Masonry students learning skills for success
|The ninth annual Ohio High School Masonry Competition was held March 28 at Buchtel Community Learning Center with eight area high schools participating. A group of students in the competition is pictured above.|
|Norton High School masonry program senior Mike Witzberger is shown completing his project for the competition.|
|Buchtel Community Learning Center masonry program senior Lenier Hawthorne is shown above working on his brick-laying skills.|
|Photos: Maria Lindsay|
According to APS officials, the masonry program, started in 1999 by teacher John Vance, has been struggling to survive in recent years due to low enrollment, but APS officials are hoping to generate interest and grow the program. It recently got a boost when Matt Simpson, a 2001 graduate of the program that was once offered at Central-Hower High School, was hired to teach it at Buchtel CLC this year, according to APS officials.
Simpson, who just received the Ohio Teacher of the Year in Career Education award, said he applied for the job when he heard the masonry program was going to be canceled because district officials could not find someone to replace Vance, who was retiring.
“I decided to apply for the job because I wanted to give back to the program that gave me a career,” he said. “This program is for those not interested in going to college, at least immediately, but wanting something that will support a family.”
Simpson said he went straight from the program to work for Medina Glass Block for 12 years and has traveled all over the United States. He also said he wanted to help other students who are not interested in college find the kind of success he did.
“I enjoyed working with my hands, and I fell in love with the program from day one,” he said. “I understood that this was my opportunity to be able to provide for myself in the real world.”
He is now taking college classes to earn a Career and Technical Education endorsement while teaching the two-year APS masonry program. Currently, it has seven juniors and five seniors, and Simpson is hoping to grow it through exposure. The program offers a half-day of academics and a half-day of learning skills such as how to lay brick, block, stone and glass block using concrete, and how to read blueprints and use tools.
One way Simpson is exposing the program to other students and parents is to showcase students’ skills through the ninth annual Ohio High School Masonry Competition, which took place March 28 at Buchtel.
“The competition is an incentive for the students and offers relevance for the work they are doing in class,” said Simpson.

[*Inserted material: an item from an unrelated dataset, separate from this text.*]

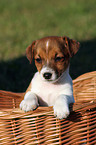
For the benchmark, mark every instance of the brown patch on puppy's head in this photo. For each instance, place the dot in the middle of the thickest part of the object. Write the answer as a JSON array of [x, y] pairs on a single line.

The competition drew 26 masonry students from eight area schools, including Buchtel and Norton High School from the West Side Leader coverage area. High school juniors in the program were required to build a composite wall of brick and cinderblock, and seniors had to build a corner rack-back lead in about three hours.
A panel of about 20 industry professionals judged the finished projects, while students in the competition enjoyed lunch created by Buchtel’s restaurant and heard speakers from the industry talk about jobs.
Buchtel’s Darnell Hubbard, who won first place in the junior masonry competition, was the only local winner in the masonry competition, according to Simpson.
Norton High School masonry teacher Don Begert said the masonry program is needed, and there are 25 juniors and seniors enrolled at Norton High School.
“The average age in the industry is 55,” he said. “We are going to need workers to replace them when they retire.”
Simpson added the average mason earned almost $47,000 in 2010, compared to $38,000 for construction workers. He said employment for masons is projected to grow 40 percent through 2020.
Lenier Hawthorne Sr., father of Lenier Hawthorne, a senior in the Buchtel program, said his son enjoys the program and “talks about the class and the teacher all the time.”
Cheryle and Scott Witzberger, parents of Mike Witzberger, a senior in the Norton program, said both their sons participated in the program. Scott Witzberger added his older son, Jeff, works in the field part-time while he studies civil engineering at The University of Akron.
“I think this program is great,” said Scott Witzberger. “They should have more of these kinds of programs. The advantage is that it offers a backup for a job if college does not work out or until they know what they want to do.”